Jimbob's Journal
iPhone
by Jim Harris

Ok, after waiting in line for 3 days, I finally got my new Apple iPhone. I have no idea what it does or why I need it but I wanted to make sure I got one before they sold out. I have a sneaking suspicion it may be merely another fashion accouterment, but I can't take a chance on being without at least one. You never know in today's world what you might need in order to survive.

A possible scenario might go like this; "Hello, 911 - Help! A strange animal has got me trapped in a cave. I'm calling on my iPhone. See? Can you tell me what it is? A wolverine? Ok, let me Google that and see if they eat people." That alone would be worth the six hundred dollar price tag.

Remember when Apple made computers rather than talking jewelry? Originally, you actually had to write your own programs in BASIC. It was challenging but a great learning experience in logical thinking. Now everything is prepackaged, wireless, plug-free, button-free, no-thinking required. Some corporate braintrust's idea of the perfect can't-do-without gizmo. The keepers of these high-tech designer pets are a new breed of kids who learn early to multitask and think quickly, though not necessarily creatively or out of the box, so to speak.

I feel I have a unique view of this so-called communications revolution because my generation straddles the great divide between pre- and post revolution.

Our parents never really learned all of the new necessary idiosyncrasies. I fondly remember my dear Mom trying to change the TV channel with the cordless phone, and then there was the time aunt Ethel was being awakened during the night by her TV mysteriously turning on.
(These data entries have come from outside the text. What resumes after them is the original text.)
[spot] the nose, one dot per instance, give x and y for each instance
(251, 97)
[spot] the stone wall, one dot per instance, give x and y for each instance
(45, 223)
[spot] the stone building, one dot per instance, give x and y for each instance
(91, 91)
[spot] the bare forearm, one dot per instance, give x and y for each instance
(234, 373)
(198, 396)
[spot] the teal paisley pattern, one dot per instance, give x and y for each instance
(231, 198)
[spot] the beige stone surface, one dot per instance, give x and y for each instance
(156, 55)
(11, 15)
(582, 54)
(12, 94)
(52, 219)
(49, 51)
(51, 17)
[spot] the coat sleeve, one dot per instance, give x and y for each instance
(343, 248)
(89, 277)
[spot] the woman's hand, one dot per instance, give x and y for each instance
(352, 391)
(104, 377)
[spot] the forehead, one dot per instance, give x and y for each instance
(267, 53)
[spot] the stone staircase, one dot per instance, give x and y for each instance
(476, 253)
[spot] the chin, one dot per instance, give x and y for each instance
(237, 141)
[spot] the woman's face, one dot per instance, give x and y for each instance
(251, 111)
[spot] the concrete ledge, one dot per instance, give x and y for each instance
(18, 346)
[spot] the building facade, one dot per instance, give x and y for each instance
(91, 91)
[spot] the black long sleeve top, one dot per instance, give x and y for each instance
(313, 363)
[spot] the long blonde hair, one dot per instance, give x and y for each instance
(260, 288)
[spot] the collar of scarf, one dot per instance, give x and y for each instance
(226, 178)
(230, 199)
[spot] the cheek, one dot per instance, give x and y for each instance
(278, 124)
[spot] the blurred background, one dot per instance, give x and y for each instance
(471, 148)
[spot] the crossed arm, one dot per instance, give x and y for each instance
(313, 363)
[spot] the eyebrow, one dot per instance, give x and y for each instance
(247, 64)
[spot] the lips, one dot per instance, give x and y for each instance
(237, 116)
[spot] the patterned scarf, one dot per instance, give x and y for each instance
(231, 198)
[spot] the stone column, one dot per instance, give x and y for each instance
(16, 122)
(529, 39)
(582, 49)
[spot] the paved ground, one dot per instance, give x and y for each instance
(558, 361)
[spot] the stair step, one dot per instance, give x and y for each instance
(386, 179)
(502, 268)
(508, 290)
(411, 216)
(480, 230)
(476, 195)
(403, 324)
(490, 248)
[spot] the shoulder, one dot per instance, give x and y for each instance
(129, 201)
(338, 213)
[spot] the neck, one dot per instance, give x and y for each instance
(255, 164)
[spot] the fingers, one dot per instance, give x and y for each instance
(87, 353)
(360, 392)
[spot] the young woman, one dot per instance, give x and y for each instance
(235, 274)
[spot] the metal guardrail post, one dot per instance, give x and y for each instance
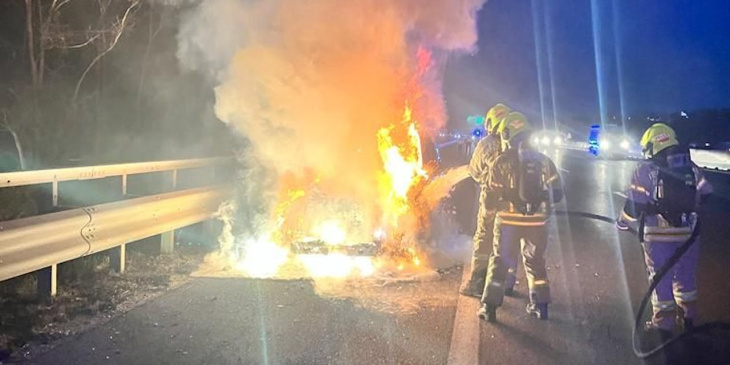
(124, 185)
(167, 239)
(55, 194)
(118, 258)
(47, 285)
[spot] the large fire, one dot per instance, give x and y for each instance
(330, 99)
(400, 150)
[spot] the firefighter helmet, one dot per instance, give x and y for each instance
(658, 138)
(495, 116)
(513, 125)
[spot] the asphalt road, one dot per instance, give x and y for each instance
(597, 278)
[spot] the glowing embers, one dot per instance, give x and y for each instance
(262, 258)
(337, 265)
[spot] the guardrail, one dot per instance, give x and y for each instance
(40, 243)
(54, 176)
(711, 160)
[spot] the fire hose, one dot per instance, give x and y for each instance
(660, 274)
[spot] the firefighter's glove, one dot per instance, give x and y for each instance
(621, 225)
It turned out she had lost the remote in her bed and was rolling over on it in her sleep.

These were people who liked to sit around in the back yard and talk face to face, with the sounds of birds singing and wind rustling thought the trees. Their world eventually turned very complicated and impersonal. I think it's up to us to remember them and to try to pass on some of their simple values.

Our kids use the new technology to keep each other constantly informed of who's dating whom, and to listen to four million different songs through earphones while on vacation to avoid having to communicate with their parents or in any way interact with their environment.

We boomers use Blackberries in order to continue working on our ulcers even when we are away from our desks. And, since our music is practically sacred to us, we have had to transfer our beloved song collection from vinyl to cassette to eight-track to CD to mini-disc to iPod to God knows what next. I have bought the same Beatle's album seventeen times. I am firmly in the pocket of the man.

Remember the controversy in the late 60's when Tony the Tiger said "Right On!" in a cereal commercial? That was just the beginning of capitalism's brilliant strategy of co-opting the symbolism of revolutionary movements, thus at once defusing them and turning them into salable items. Wow - I think I might have just said something heavy there, but I'm too mentally spoiled and lazy to figure out what it was without a computer. Oh well, Right On, Baby!